I was fortunately able to make the three lectures by author A.J. Jacobs, agent Donald Maass, and Chuck Sambuchino, an editor for Writer’s Digest Books (an imprint of F+W Media).  A.J. spoke about some approaches to writing about yourself in the 21st Century.  I started to think of myself as a robot, with a Pentium brain and a 75-page Terms and Conditions.  Then Donald Maass—known by some as simply, “Don”—talked about breaking through genre boundaries, and right then and there I began outlining a generational epic based on a family of extreme couponers.

The last speaker of the night was Chuck, who showed the attendees how to write the perfect pitch.  To write a pitch, he said, and I’m paraphrasing here, you have to make your book sound like the back of a DVD.  I wanted to ask him if the emergence of Blu-Ray discs required any adjustments to pitches, but the microphone was in the middle of the room, and to get to it I would have had to squeeze in between table and probably would have knocked some coats off of the backs of chairs.

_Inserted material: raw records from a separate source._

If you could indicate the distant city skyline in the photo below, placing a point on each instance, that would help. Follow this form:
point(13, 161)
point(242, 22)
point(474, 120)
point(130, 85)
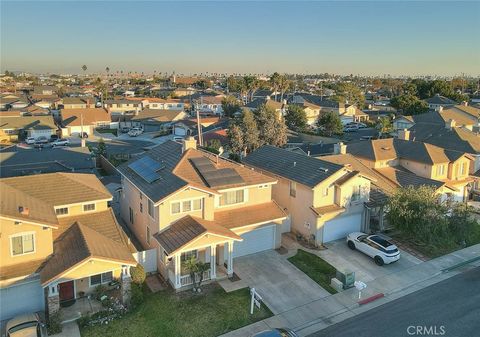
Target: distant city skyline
point(366, 38)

The highlight of the evening came, however, from a question from a member of the audience.  The vigorous conference attendee said, “Now, let’s just say I’m pitching one of these agents tomorrow, and let’s just say I have a memory stick with my completed work on it.  At what point might be able to slip my stick into the agent’s hands?”  When the laughter died down, Chuck looked at the man, and advised him to not put any sticks into any agents’ hands. 

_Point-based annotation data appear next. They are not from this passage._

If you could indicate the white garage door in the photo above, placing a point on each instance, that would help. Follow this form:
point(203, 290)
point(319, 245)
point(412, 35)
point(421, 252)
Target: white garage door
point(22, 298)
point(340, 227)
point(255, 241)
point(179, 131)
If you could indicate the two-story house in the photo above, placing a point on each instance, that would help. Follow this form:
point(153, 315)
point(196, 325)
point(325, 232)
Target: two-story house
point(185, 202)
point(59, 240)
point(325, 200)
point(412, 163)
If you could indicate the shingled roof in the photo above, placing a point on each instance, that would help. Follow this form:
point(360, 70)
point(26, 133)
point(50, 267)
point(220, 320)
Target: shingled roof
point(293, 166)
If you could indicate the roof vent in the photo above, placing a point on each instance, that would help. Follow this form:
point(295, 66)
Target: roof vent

You just couldn’t achieve a public-speaking moment like that 10 years ago.

Remember When Television Screens Weren’t Measured in Acres?

This weekend I am attending the Writer’s Digest Conference in New York.  It is my first conference, so I’m a little nervous about what to do and whether I’ll like the lunch that the conference agenda has promised me.  Is it okay to take notes at a writers conference?  At most times it is considered weird to take notes around other people.  But maybe this will be a conference where everyone will be taking notes…taking notes on people taking notes.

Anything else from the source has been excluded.